If he had been the one with the right to judge her. As her husband? As a comrade? The construction he had skilfully made of his life was uninhabitable, his categories were useless, nothing fitted his need. Needing Hannah. His attraction to Hannah belonged to the distorted place and time in which they — all of them — he, Aila, Hannah, lived. With Hannah there was the sexuality of commitment; for commitment implies danger, and the blind primal instinct is to ensure the species survives in circumstances of danger, even when the individual animal dies or the plant has had its season. In this freak displacement, the biological drive of his life, which belonged with his wife and the children he'd begotten, was diverted to his lover. He and Hannah begot no child; the revolutionary movement was to be their survivor. The excitement of their mating was for that. But Aila was the revolutionary, now.

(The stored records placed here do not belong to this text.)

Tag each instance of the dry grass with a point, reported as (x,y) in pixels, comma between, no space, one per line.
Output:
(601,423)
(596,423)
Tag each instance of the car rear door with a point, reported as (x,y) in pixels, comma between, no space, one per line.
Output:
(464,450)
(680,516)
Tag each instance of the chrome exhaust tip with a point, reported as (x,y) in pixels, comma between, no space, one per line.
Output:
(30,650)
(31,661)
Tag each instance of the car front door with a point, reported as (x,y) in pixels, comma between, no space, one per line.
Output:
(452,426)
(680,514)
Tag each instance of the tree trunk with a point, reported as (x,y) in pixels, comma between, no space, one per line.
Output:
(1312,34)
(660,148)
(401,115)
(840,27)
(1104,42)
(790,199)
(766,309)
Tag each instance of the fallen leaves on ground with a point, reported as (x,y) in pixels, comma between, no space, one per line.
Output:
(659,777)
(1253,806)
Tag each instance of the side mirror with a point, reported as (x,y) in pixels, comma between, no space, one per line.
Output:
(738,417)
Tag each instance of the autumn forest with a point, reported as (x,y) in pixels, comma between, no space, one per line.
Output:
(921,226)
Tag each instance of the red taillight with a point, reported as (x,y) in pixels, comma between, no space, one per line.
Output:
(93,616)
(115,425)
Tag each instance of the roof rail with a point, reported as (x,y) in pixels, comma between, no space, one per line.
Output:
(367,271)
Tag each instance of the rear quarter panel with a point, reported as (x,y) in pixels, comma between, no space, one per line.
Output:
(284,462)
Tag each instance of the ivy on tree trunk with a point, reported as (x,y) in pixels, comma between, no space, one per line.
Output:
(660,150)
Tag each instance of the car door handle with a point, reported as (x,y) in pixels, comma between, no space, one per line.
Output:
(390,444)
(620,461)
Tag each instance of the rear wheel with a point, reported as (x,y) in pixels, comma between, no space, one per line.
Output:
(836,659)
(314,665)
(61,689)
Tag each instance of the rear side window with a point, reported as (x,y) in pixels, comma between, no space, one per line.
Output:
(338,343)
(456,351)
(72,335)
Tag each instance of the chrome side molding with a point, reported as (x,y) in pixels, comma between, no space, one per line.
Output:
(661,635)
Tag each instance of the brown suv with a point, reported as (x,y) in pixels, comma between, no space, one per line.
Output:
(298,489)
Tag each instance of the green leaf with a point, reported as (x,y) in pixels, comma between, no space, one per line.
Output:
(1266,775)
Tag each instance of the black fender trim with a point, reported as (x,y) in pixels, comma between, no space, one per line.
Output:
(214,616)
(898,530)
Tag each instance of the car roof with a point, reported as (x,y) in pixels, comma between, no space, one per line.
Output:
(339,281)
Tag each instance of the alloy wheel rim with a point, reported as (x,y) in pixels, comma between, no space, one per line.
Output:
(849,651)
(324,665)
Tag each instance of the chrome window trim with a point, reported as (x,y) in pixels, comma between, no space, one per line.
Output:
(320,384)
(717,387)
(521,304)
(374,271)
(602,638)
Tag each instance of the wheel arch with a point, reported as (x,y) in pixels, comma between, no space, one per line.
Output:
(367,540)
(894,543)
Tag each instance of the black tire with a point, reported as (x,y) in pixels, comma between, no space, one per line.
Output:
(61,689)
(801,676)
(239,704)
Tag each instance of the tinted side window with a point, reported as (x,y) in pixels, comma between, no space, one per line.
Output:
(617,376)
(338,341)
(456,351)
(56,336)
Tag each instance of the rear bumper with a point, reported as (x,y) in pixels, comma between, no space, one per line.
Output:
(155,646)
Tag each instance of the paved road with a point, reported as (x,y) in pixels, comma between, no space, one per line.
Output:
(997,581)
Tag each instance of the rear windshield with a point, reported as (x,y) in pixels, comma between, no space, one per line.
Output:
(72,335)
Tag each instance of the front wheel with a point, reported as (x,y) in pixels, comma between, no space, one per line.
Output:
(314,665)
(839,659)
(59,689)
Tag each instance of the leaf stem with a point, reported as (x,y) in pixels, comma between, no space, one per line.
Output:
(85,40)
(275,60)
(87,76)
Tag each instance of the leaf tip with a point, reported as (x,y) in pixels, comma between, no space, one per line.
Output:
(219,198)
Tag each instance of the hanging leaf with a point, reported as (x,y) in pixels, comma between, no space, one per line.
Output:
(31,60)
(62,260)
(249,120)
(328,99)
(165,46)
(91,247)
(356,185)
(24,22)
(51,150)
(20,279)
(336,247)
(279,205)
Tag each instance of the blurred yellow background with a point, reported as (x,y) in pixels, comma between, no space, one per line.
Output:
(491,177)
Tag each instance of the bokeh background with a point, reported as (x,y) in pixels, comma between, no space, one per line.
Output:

When they drove together to the police station to report every day, the weird routine performed together seemed to him a possibility of the return to the domestic intimacy they had had, once. A strange return it would have been, but surely something from which they both began must be there, beneath whatever unimaginably changed circumstances between them. He was at home, now, as he used to be, once. The other circumstances made this possible: the cottage was abandoned; he had somehow been eased out of high position in the movement.